Flag: This restaurant is now closed!
Gabriel and I started doing Thursday lunches during our hour break between civil practice lectures and civil practice tutorials. It’s a lot better than eating (my)
cardboard circles rice thins or (his) rectangular sandwiches. For one of our first lunches, we went to check out Pasta Goma.
The name Pasta Goma has been tossed around a few times on social media and unsurprisingly so. The cuisine they offer is technically ‘fusion’ mixing Italian pasta with Japanese elements, two of the most popular eating genres around Sydney. However I’m not sure if this fusion element is done intentionally so or not. If you were to eat Italian food in Japan, it would probably quite resemble this kind of fare.

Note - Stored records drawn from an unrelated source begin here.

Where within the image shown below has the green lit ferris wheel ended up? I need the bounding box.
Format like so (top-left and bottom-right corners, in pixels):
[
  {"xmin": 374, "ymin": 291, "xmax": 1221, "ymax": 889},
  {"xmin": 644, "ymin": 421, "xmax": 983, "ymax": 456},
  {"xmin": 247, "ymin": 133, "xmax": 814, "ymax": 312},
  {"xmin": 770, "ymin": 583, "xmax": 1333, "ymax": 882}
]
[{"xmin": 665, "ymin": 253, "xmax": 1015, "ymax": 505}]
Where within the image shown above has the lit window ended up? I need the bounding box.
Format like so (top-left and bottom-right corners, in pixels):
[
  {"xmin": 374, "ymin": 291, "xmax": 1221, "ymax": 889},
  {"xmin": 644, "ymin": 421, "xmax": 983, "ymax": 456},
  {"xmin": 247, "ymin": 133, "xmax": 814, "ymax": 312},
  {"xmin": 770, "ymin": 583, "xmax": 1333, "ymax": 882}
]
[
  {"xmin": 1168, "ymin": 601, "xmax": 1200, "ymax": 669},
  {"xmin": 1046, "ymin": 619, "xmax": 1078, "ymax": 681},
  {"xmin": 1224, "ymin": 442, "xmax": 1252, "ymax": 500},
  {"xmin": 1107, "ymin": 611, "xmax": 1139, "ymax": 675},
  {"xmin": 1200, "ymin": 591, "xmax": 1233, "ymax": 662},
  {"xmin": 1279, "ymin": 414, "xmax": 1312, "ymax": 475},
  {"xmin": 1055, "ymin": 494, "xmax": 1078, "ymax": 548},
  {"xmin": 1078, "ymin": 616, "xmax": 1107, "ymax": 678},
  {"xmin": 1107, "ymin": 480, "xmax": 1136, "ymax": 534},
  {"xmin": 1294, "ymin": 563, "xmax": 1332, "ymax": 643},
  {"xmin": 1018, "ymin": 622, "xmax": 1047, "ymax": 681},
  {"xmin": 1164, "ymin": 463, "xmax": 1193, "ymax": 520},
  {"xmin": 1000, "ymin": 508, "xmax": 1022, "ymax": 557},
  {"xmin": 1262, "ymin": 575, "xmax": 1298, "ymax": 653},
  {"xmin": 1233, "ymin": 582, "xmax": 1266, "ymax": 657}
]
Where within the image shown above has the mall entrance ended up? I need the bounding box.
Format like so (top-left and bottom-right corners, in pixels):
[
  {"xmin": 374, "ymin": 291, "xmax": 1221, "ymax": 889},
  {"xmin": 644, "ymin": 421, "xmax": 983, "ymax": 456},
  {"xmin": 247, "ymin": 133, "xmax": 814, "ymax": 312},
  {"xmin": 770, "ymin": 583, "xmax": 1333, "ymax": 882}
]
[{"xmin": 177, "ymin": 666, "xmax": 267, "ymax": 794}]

Sure they would offer ‘classics’ like Napolitano or Carbonara but there’s definitely that distinct Japanese taste to their version of Western cuisine that makes you wonder if they ever sneak in some dashi into the sauce or not. And these are restaurants marketed as ‘Italian’ not ‘Italian-Japanese’. This is probably just another case of chicken teriyaki sushi (Australian-Japanese sushi) so I won’t bore you all with semantics about food taxonomy. The restaurant is in quite a central spot, located right next to Shark Hotel which the restaurant shares a bathroom with.
The menu is very well structured, particularly for those like me who get quite overwhelmed at too many options. Pasta options are classified under ‘Wafu’, ‘Cream’, ‘Black Miso’, ‘Tomato’ and ‘Goma’, while the rice dishes are split into curry rice and omurice. It’s also amusing to note that the photos in the menu all have three cartoon looking edamame beans placed at sections around the rim of the plate. True to the menu’s depiction, all our pasta dishes come with them as well!
I can’t remember if we are celebrating a particular event/occasion or Gabriel is simply hungry, but he orders two things. This is the first that arrives, a simple Curry Rice ($9). I didn’t end up trying any of this but it looks like standard curry rice fare to me. Which isn’t necessarily a bad thing considering the very affordable price-tag. Nat and I used to make a tonne of curry rice at home and freeze it for times when we’re too lazy to cook.
Gab’s also gets the Kimchi Natto Onsentamago Wafu Pasta ($13) and for some reason, fails to realise that it comes with natto until the dish actually arrives. We’ve both tried natto and neither of us are a fan so it gets left to the side of the plate to be forgotten. Gab quite likes the kimchi element of it and is a fan of the spring egg of course.
Mine is the Unagi to Onsentamago Wafu Pasta ($25) which also comes with a sauna egg. The price tag is quite a bit heftier than the rest of the menu items but I feel like splurging on some really good eel. It’s not bad and as you can see the portion is quite sizable as well. I think eel and tamago make an egg-cellent combo whether its onsen tamago or tamagoyaki because the flavour from the eel really imparts itself on the egg which has such a creamy texture.
Worth mentioning that I initially ordered this as a set (to come with salad and miso soup) but the waitress completely forgot. I decided I wouldn’t flag it unless I was inappropriately charged for it but it didn’t appear on the bill so I didn’t say anything.
Our spread that afternoon. I think I would definitely come back here if I am in the area because the price are quite affordable and the food wasn’t bad. Nothing particularly mind-blowing but decent enough to warrant a return.
Last image of some gooey natto goodness.